Ellos atracaron las barcas a la orilla y, abandonándolo todo, lo siguieron.

COMENTARIO:

  Este Evangelio de san Lucas, nos presenta un primer hecho que creo que debe hacernos meditar a todos: la multitud apretujaba al Señor, para poder escuchar mejor sus palabras. Hoy, que todos gozamos de la posibilidad de gozar del mensaje de Cristo, escrito o celebrado con su presencia en la liturgia eucarística, parece mentira que seamos capaces de ignorar el Libro Sagrado y dejar de asistir con asiduidad a la Santa Misa. Es ese Nuevo Testamento, el que nos remite con facilidad a cada sílaba, a cada sonido, a cada momento que Jesús vivió y predicó entre nosotros. Y es bien cierto que facilitar las cosas, no siempre es bueno, porque para muchos las desvaloriza, complicándolas. Cada uno de nosotros, como cristianos convencidos, debería frecuentar diariamente ese encuentro con el Hijo de Dios, que se nos da en el Sacramento de la Eucaristía. No sólo deberíamos tener la curiosidad por leer y conocer, sino la necesidad de profundizar en cada línea de la Escritura, donde gozamos y hacemos vida, lo que con tanta dificultad nos transmitieron aquellos primeros cristianos.
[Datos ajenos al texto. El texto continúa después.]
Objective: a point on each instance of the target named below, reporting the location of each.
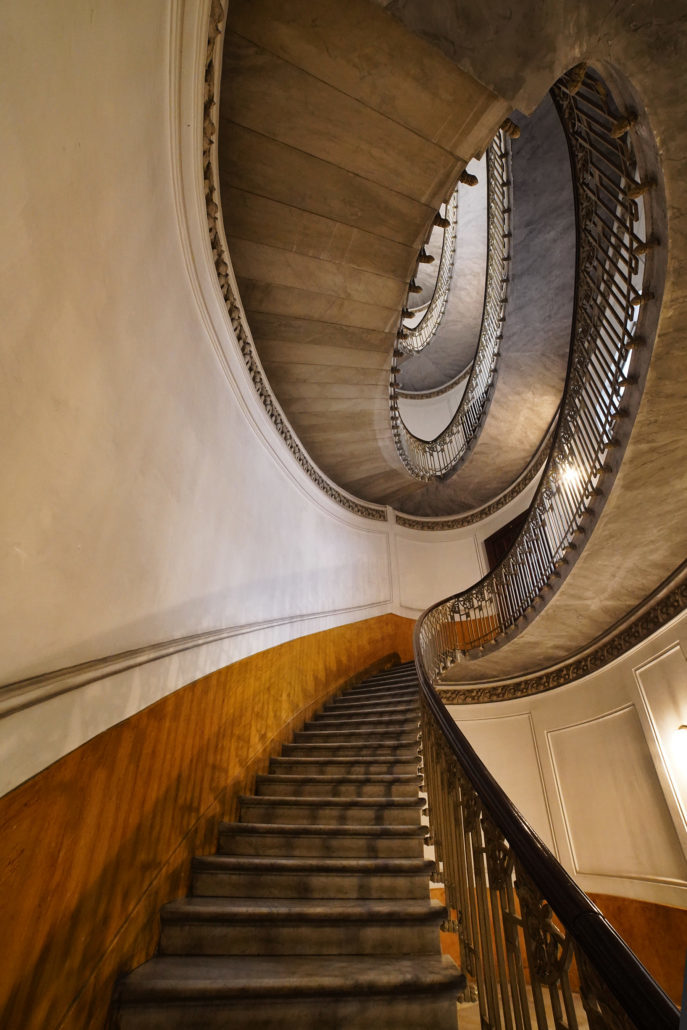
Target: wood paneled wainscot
(92, 847)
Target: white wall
(431, 564)
(426, 417)
(599, 768)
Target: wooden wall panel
(657, 934)
(92, 847)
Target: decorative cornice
(656, 611)
(410, 395)
(222, 266)
(35, 689)
(436, 459)
(471, 518)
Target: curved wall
(599, 768)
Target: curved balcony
(438, 458)
(413, 339)
(608, 364)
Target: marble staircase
(340, 134)
(315, 911)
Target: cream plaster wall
(428, 565)
(146, 495)
(599, 768)
(428, 416)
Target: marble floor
(469, 1018)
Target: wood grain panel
(309, 332)
(275, 299)
(657, 934)
(358, 48)
(92, 847)
(279, 100)
(255, 163)
(286, 268)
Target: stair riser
(381, 694)
(370, 788)
(322, 816)
(313, 885)
(265, 845)
(393, 751)
(299, 938)
(365, 708)
(382, 1013)
(295, 766)
(362, 736)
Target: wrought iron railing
(413, 340)
(536, 951)
(608, 357)
(440, 457)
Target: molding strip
(25, 693)
(655, 612)
(222, 264)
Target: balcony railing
(440, 457)
(413, 340)
(536, 951)
(608, 362)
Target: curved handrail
(412, 341)
(426, 395)
(604, 363)
(632, 987)
(440, 457)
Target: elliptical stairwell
(315, 911)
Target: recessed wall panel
(616, 816)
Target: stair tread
(256, 863)
(186, 977)
(379, 778)
(301, 829)
(369, 802)
(298, 910)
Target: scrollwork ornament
(221, 264)
(603, 1011)
(549, 948)
(499, 855)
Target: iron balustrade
(536, 951)
(413, 340)
(608, 356)
(440, 457)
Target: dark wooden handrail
(633, 987)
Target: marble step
(234, 876)
(364, 720)
(279, 785)
(276, 993)
(334, 811)
(365, 737)
(348, 926)
(380, 697)
(327, 842)
(399, 691)
(336, 749)
(344, 766)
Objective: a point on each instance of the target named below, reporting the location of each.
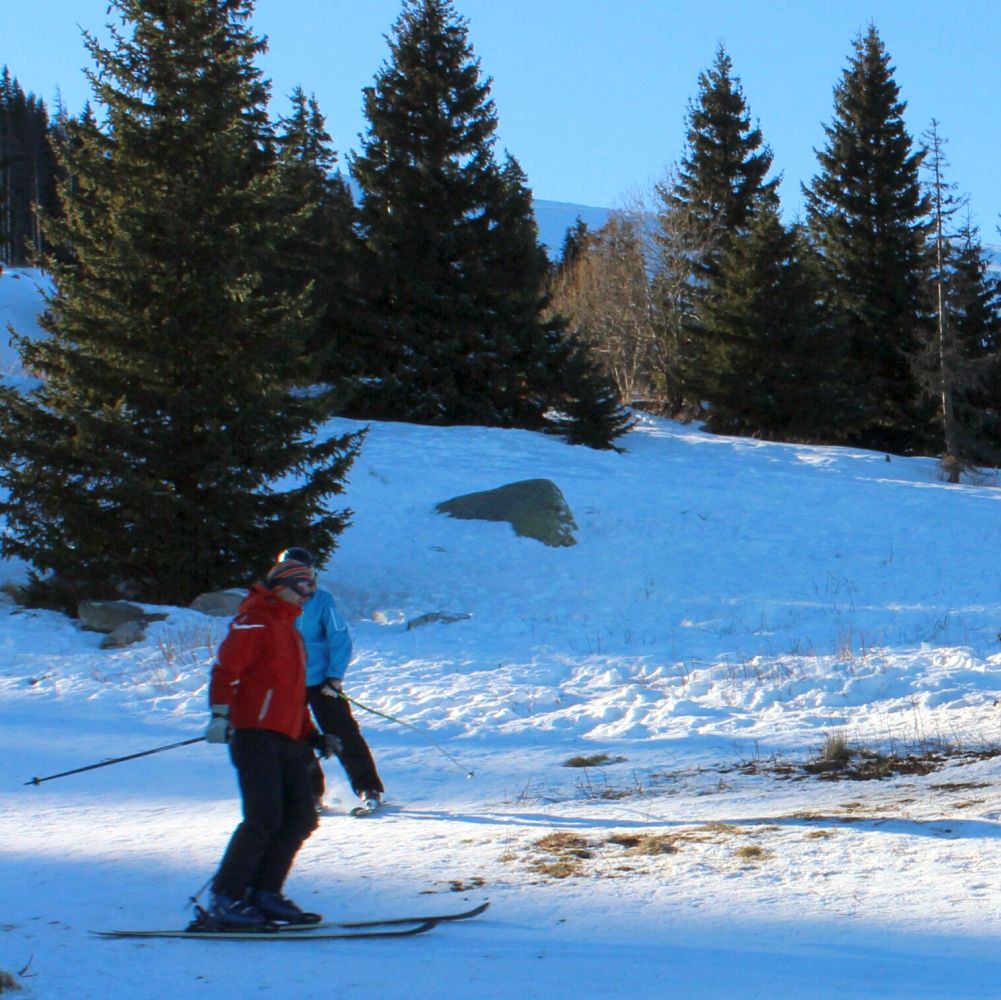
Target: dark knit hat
(288, 574)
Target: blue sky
(592, 94)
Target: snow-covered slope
(730, 607)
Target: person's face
(299, 592)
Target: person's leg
(298, 818)
(333, 715)
(256, 756)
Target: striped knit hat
(288, 574)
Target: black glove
(325, 744)
(332, 687)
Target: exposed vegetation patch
(566, 854)
(838, 761)
(593, 761)
(459, 885)
(753, 852)
(645, 844)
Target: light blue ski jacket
(327, 642)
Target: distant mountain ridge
(554, 218)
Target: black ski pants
(333, 716)
(278, 811)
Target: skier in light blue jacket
(328, 653)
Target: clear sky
(592, 94)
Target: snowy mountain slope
(731, 606)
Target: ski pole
(116, 760)
(401, 722)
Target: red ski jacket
(260, 668)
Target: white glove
(218, 726)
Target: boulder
(106, 616)
(221, 604)
(536, 509)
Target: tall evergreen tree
(720, 184)
(972, 306)
(869, 217)
(152, 459)
(454, 271)
(27, 171)
(780, 376)
(319, 250)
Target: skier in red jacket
(258, 703)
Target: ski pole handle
(410, 726)
(116, 760)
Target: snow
(731, 606)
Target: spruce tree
(720, 184)
(972, 305)
(318, 252)
(869, 218)
(780, 376)
(454, 271)
(153, 458)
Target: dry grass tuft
(8, 983)
(593, 761)
(753, 852)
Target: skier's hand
(325, 744)
(218, 726)
(332, 687)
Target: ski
(277, 935)
(328, 930)
(437, 918)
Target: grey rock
(222, 604)
(106, 616)
(445, 618)
(127, 634)
(536, 509)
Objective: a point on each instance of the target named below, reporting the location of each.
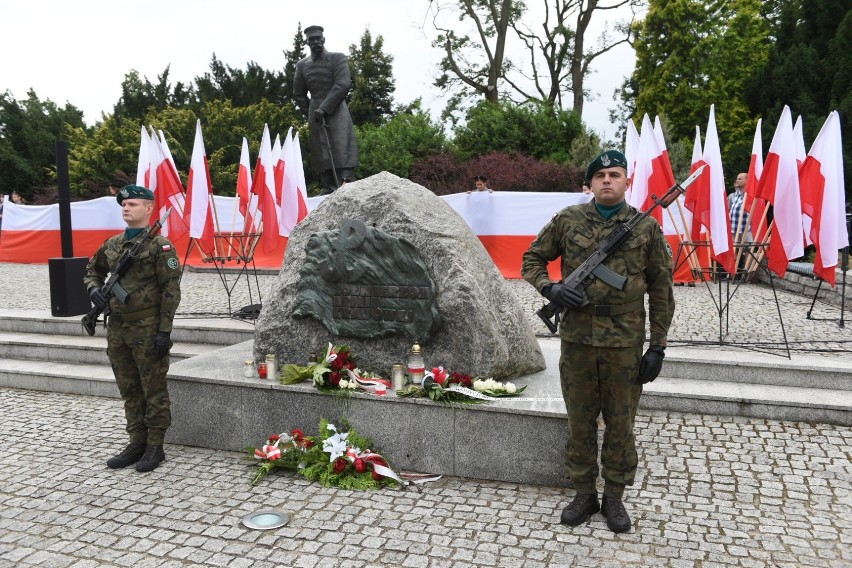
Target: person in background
(480, 183)
(138, 332)
(602, 331)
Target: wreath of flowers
(334, 458)
(336, 371)
(443, 386)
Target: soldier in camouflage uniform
(138, 332)
(602, 368)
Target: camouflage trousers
(141, 379)
(600, 381)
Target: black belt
(608, 310)
(134, 316)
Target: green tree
(475, 63)
(394, 145)
(558, 50)
(97, 156)
(537, 130)
(139, 95)
(371, 101)
(29, 130)
(691, 54)
(292, 57)
(242, 87)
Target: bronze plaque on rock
(359, 281)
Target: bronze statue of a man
(325, 75)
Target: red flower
(462, 379)
(440, 375)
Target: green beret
(134, 192)
(608, 159)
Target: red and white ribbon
(268, 452)
(367, 382)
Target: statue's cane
(324, 130)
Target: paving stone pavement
(710, 491)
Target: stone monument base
(519, 440)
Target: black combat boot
(616, 515)
(128, 456)
(580, 509)
(152, 458)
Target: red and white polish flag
(822, 191)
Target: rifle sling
(608, 310)
(125, 317)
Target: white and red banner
(506, 222)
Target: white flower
(335, 446)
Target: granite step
(212, 331)
(58, 376)
(76, 348)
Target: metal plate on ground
(268, 519)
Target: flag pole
(695, 263)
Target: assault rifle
(594, 267)
(113, 287)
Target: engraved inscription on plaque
(359, 281)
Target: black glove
(162, 344)
(563, 296)
(97, 297)
(652, 363)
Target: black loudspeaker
(68, 294)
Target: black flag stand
(68, 296)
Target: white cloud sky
(79, 51)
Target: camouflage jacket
(152, 281)
(644, 259)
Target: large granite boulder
(479, 328)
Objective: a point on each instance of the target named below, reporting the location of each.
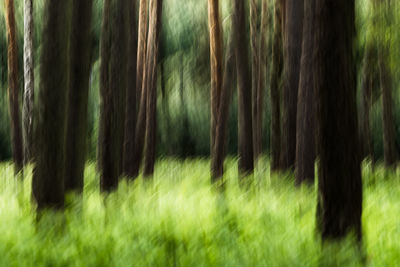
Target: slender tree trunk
(29, 88)
(215, 30)
(276, 75)
(389, 142)
(104, 120)
(131, 93)
(77, 109)
(245, 131)
(142, 93)
(151, 84)
(113, 91)
(339, 186)
(218, 155)
(305, 143)
(262, 71)
(48, 175)
(13, 90)
(366, 90)
(255, 72)
(292, 46)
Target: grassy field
(179, 219)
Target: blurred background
(183, 107)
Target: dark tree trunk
(366, 91)
(113, 90)
(292, 56)
(245, 131)
(218, 155)
(13, 90)
(151, 84)
(48, 175)
(276, 75)
(255, 72)
(131, 93)
(389, 143)
(339, 187)
(305, 140)
(29, 80)
(141, 88)
(77, 116)
(216, 65)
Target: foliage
(179, 219)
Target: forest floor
(179, 219)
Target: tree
(142, 93)
(112, 92)
(276, 74)
(215, 31)
(292, 55)
(255, 72)
(29, 88)
(131, 91)
(151, 84)
(305, 140)
(218, 155)
(48, 175)
(13, 90)
(370, 57)
(386, 80)
(77, 117)
(245, 131)
(339, 186)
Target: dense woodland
(265, 95)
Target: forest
(199, 133)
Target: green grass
(179, 219)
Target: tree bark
(13, 90)
(339, 187)
(77, 109)
(245, 131)
(389, 142)
(255, 72)
(218, 155)
(276, 75)
(142, 93)
(131, 93)
(29, 88)
(48, 175)
(305, 140)
(366, 91)
(113, 92)
(292, 56)
(215, 30)
(151, 85)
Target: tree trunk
(389, 142)
(292, 56)
(305, 140)
(218, 155)
(255, 72)
(29, 88)
(366, 91)
(48, 175)
(131, 93)
(339, 187)
(151, 84)
(77, 109)
(113, 92)
(276, 75)
(215, 30)
(262, 71)
(13, 90)
(142, 93)
(245, 131)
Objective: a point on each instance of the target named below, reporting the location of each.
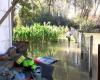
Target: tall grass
(36, 33)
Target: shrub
(36, 33)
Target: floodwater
(70, 66)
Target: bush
(36, 33)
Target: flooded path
(69, 65)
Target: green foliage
(36, 33)
(85, 25)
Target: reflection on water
(70, 66)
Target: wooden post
(90, 56)
(8, 11)
(98, 62)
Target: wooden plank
(9, 10)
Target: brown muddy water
(69, 65)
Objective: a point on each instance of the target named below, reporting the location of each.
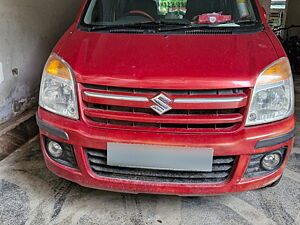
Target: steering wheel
(142, 13)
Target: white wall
(28, 31)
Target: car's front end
(232, 105)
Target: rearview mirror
(264, 15)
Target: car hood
(168, 61)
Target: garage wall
(28, 31)
(293, 17)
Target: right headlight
(273, 96)
(58, 90)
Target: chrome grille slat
(125, 108)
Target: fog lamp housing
(60, 152)
(271, 161)
(55, 149)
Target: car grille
(193, 111)
(222, 169)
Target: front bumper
(241, 143)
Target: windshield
(217, 13)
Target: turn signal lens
(58, 89)
(273, 95)
(57, 68)
(278, 71)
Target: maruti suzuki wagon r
(183, 97)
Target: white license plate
(160, 157)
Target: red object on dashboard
(213, 18)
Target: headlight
(58, 92)
(273, 96)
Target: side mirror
(264, 15)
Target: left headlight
(273, 96)
(58, 89)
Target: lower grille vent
(222, 169)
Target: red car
(181, 97)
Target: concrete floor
(31, 195)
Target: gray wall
(28, 31)
(293, 16)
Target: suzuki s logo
(161, 104)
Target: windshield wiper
(144, 25)
(210, 25)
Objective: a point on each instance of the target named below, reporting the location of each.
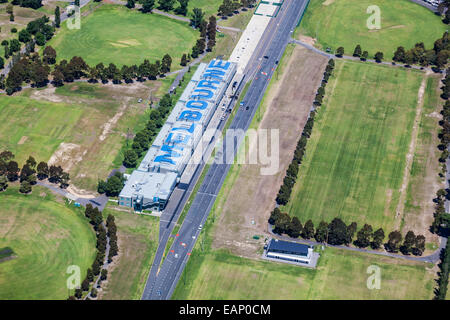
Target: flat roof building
(151, 185)
(289, 251)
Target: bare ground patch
(252, 195)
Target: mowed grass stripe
(46, 237)
(44, 124)
(344, 23)
(354, 160)
(340, 275)
(122, 36)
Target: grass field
(355, 159)
(115, 34)
(138, 241)
(209, 7)
(424, 180)
(46, 237)
(80, 126)
(343, 23)
(340, 275)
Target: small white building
(289, 251)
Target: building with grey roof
(150, 186)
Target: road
(162, 286)
(432, 258)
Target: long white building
(150, 186)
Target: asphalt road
(161, 287)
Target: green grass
(343, 23)
(115, 34)
(47, 237)
(209, 7)
(355, 158)
(340, 275)
(45, 124)
(138, 241)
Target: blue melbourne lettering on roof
(210, 82)
(281, 246)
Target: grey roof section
(149, 185)
(288, 247)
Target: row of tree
(437, 56)
(363, 55)
(34, 4)
(29, 173)
(291, 174)
(112, 186)
(228, 7)
(112, 234)
(143, 138)
(37, 72)
(442, 281)
(96, 219)
(338, 233)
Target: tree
(183, 60)
(282, 224)
(308, 230)
(166, 5)
(57, 17)
(130, 158)
(114, 185)
(321, 232)
(340, 52)
(147, 6)
(337, 232)
(399, 55)
(25, 187)
(104, 274)
(364, 56)
(85, 285)
(166, 64)
(419, 246)
(295, 228)
(351, 229)
(182, 9)
(408, 243)
(78, 293)
(379, 56)
(40, 39)
(196, 18)
(49, 55)
(364, 236)
(378, 238)
(3, 183)
(12, 171)
(393, 244)
(65, 178)
(357, 52)
(24, 36)
(55, 173)
(274, 216)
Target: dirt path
(248, 199)
(410, 155)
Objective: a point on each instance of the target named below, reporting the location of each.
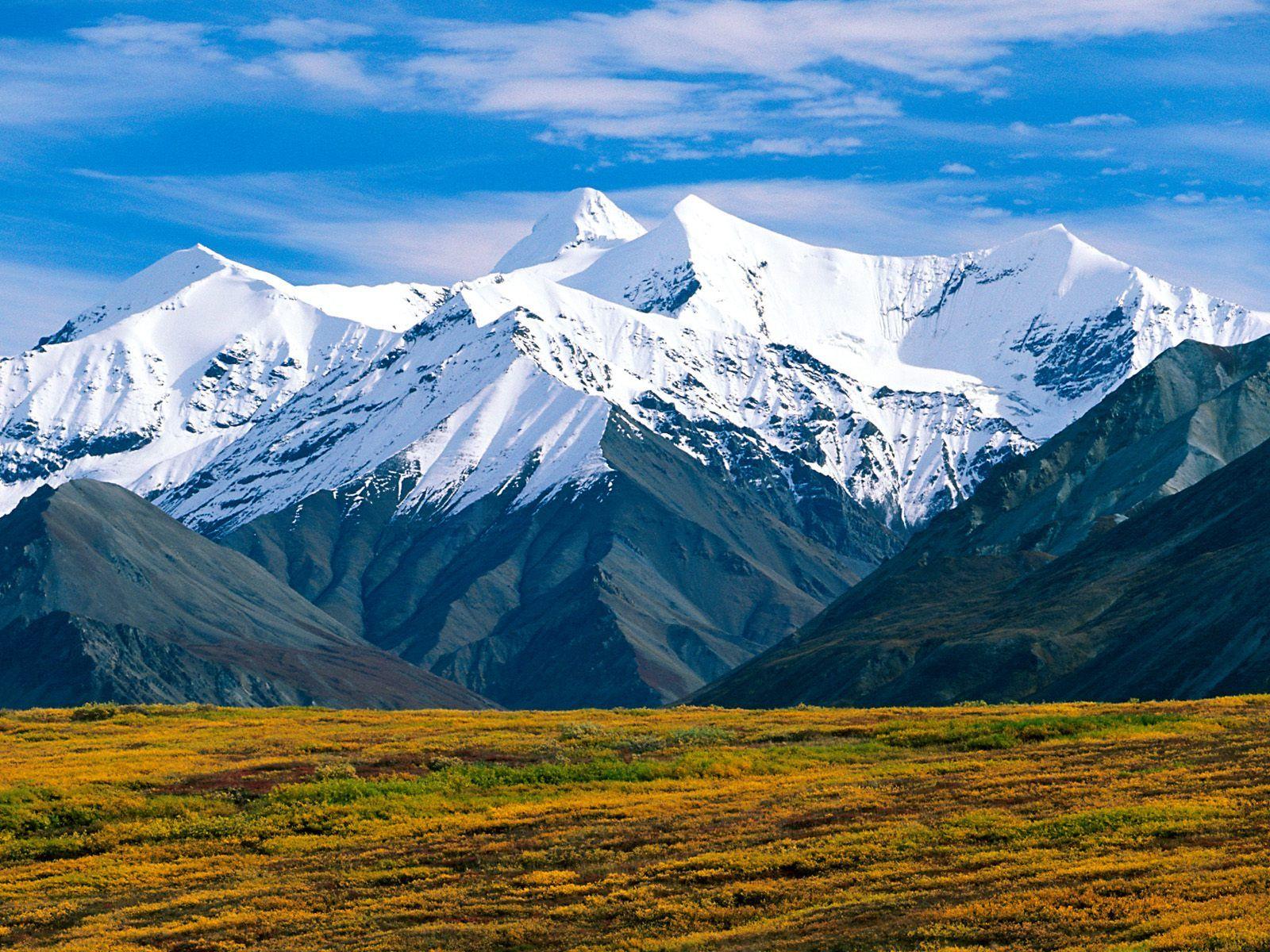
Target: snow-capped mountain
(855, 395)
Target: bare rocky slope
(1126, 558)
(106, 598)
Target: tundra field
(1064, 827)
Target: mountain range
(1126, 558)
(620, 465)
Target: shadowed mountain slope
(633, 589)
(1073, 573)
(106, 598)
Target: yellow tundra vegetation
(1067, 827)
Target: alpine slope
(835, 400)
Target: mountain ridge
(848, 397)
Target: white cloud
(140, 36)
(1102, 120)
(296, 32)
(332, 69)
(802, 146)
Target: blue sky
(371, 141)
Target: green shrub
(94, 711)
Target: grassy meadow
(1064, 827)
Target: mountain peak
(584, 216)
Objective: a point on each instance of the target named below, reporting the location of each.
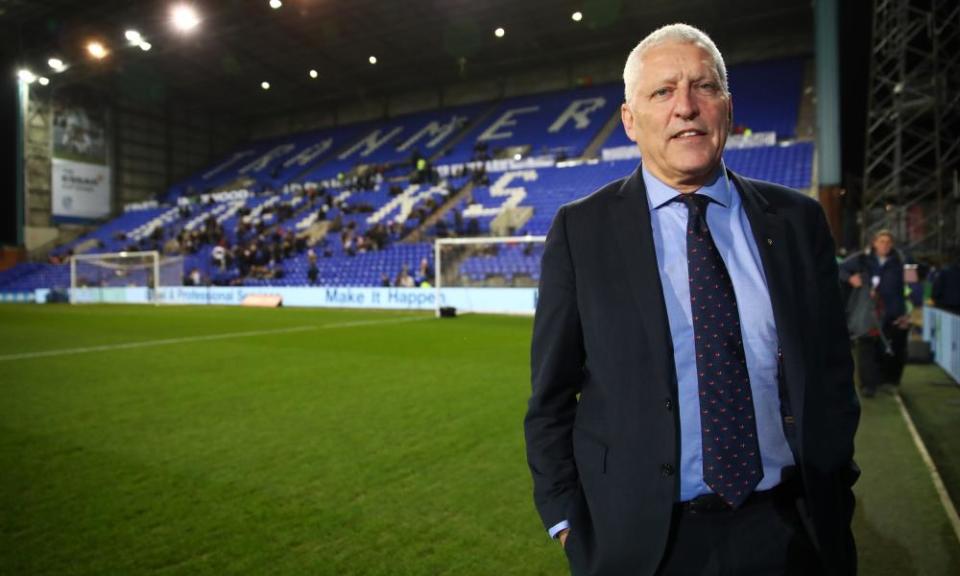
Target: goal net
(488, 275)
(131, 277)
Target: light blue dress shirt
(733, 236)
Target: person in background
(880, 358)
(945, 292)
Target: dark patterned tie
(731, 453)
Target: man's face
(882, 245)
(678, 115)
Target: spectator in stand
(946, 285)
(424, 273)
(193, 278)
(219, 256)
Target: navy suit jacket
(602, 428)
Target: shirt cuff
(558, 527)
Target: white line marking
(945, 499)
(207, 338)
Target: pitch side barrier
(484, 300)
(941, 329)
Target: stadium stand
(345, 206)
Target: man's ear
(626, 116)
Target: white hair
(678, 33)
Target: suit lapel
(770, 233)
(630, 215)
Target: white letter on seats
(577, 111)
(371, 142)
(435, 129)
(309, 153)
(505, 120)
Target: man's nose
(686, 107)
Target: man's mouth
(692, 133)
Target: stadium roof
(418, 43)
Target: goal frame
(155, 265)
(474, 240)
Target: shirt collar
(659, 194)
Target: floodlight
(26, 76)
(96, 49)
(184, 17)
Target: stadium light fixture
(97, 49)
(26, 76)
(184, 17)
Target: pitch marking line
(945, 499)
(207, 338)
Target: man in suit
(693, 409)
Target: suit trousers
(767, 538)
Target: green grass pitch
(300, 441)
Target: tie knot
(696, 212)
(696, 202)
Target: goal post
(122, 277)
(487, 274)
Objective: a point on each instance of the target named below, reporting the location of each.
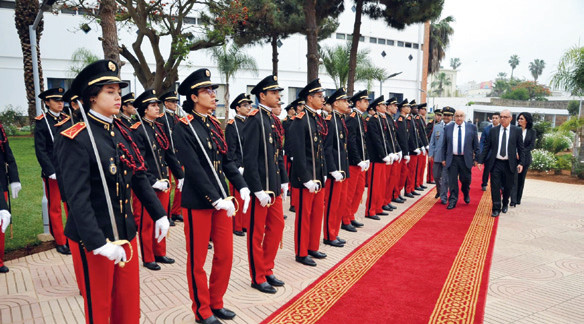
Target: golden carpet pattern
(315, 302)
(459, 296)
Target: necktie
(503, 151)
(459, 140)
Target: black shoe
(306, 261)
(164, 259)
(209, 320)
(356, 223)
(349, 228)
(177, 218)
(265, 287)
(63, 249)
(223, 313)
(272, 280)
(317, 254)
(151, 266)
(334, 242)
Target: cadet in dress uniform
(169, 118)
(234, 137)
(10, 179)
(44, 137)
(266, 176)
(207, 208)
(151, 138)
(337, 161)
(308, 173)
(358, 161)
(102, 247)
(127, 111)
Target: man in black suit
(461, 151)
(504, 144)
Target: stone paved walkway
(537, 274)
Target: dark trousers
(501, 180)
(456, 171)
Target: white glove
(337, 175)
(111, 251)
(263, 197)
(160, 185)
(225, 205)
(15, 188)
(284, 188)
(4, 219)
(311, 185)
(244, 194)
(161, 228)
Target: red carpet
(429, 265)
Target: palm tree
(536, 68)
(229, 61)
(439, 82)
(455, 63)
(440, 32)
(513, 61)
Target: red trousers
(55, 211)
(111, 293)
(309, 209)
(412, 168)
(352, 200)
(403, 175)
(376, 191)
(149, 246)
(200, 226)
(176, 208)
(264, 234)
(240, 219)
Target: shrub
(542, 160)
(556, 142)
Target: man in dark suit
(504, 144)
(461, 151)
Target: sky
(487, 33)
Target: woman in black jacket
(525, 121)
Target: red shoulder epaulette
(187, 119)
(72, 131)
(59, 124)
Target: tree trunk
(274, 54)
(109, 39)
(25, 12)
(311, 39)
(354, 47)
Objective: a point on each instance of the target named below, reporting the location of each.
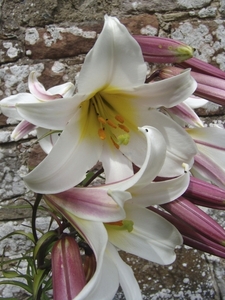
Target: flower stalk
(209, 87)
(163, 50)
(184, 210)
(68, 275)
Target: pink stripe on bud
(67, 271)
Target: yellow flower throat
(110, 124)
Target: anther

  Vemos después como el Maestro, al ver la Barca de Pedro que estaba a la orilla del lago, se sube a ella. No pide permiso a su apóstol, porque sabe que, por el hecho de serlo, todo lo que tiene está en función de los deseos y las necesidades del Señor. Qué ejemplo para todos nosotros, que estamos convencidos de que somos propietarios de todos nuestros bienes. No; no os equivoquéis. Somos usufructuarios de aquellos dones que Dios ha tenido a bien compartir con nosotros, pero que en cualquier momento –y con todo el derecho- nos  puede reclamar: la vida, el trabajo, el dinero, la familia, la salud y nuestro tiempo… Todo es de Dios. Cada una de nuestras “posesiones”, sólo serán efectivas, si con ellas conseguimos alabar a Dios y ayudar a nuestros hermanos.

  Ante la petición de Jesús a Simón, para que eche las redes mar adentro, éste le replica porque sólo confía en sus medios humanos. Hemos de estar atentos en la oración, para escuchar qué quiere y qué nos dice el Señor a cada uno de nosotros. Hemos de estar receptivos a los consejos divinos que el Espíritu Santo infundirá en nuestro corazón, durante la plegaria; y dispuestos a unir nuestra voluntad a la suya, mientras descansamos en su Providencia. Porque sólo así seremos capaces de ser efectivos en lo cotidiano, y en lo sobrenatural. No podemos olvidar, que toda nuestra existencia debe tener como finalidad ayudar por amor a Dios a nuestros hermanos en sus necesidades; y no hay necesidad más acuciante ni principal, que el que los hombres conozcan a Dios. Porque el mundo cambiará, cuando cambie el corazón de los hombres y se abra a la Verdad y a los valores cristianos, que devuelven la dignidad y el derecho a todos los hombres. No porque nazcan aquí o allí; ni tengan uno u otro color, sino porque son imagen divina y todos somos miembros de la misma familia.


 Si sacamos a Dios de nuestras vidas, trabajos, tareas y aspiraciones, nuestro interior quedará vacío de contenido y no encontraremos el verdadero sentido de nuestro existir. Giraremos en nuestro ser y en nuestro obrar, apoyándonos en el eje del gusto y del placer; asentándose el egoísmo en nuestra alma y predisponiéndonos a hacer solamente aquello que nos satisfaga. Cierto que podremos hacer cosas buenas, pero tal vez no son las que Dios tenía dispuestas para nosotros; porque lo bueno siempre cede ante lo mejor. Y sólo Dios conoce en el tiempo, lo que es más adecuado para cada momento y lugar.

  Ante Jesús, Pedro reconoce sus miserias, su pequeñez, su fragilidad; haciendo un acto de humildad que debe ser lema de nuestra vida. Porque ante la magnificencia divina, el Maestro le revela que, por su Gracia, los va a hacer capaces de ser los pilares de una Iglesia, que conquistará el corazón del mundo y vencerá al maligno en el fin de los tiempos. Una Iglesia, donde Cristo estará presente hasta la llegada de la Gloria. Donde esos pescadores, pobres e indefensos, serán por la fe, apóstoles de Jesucristo. Tomemos buena nota y confiemos en Jesús; porque hemos sido creados para permanecer a su lado. No desperdiciemos ni un segundo, para compartirlo al lado de Nuestro Señor.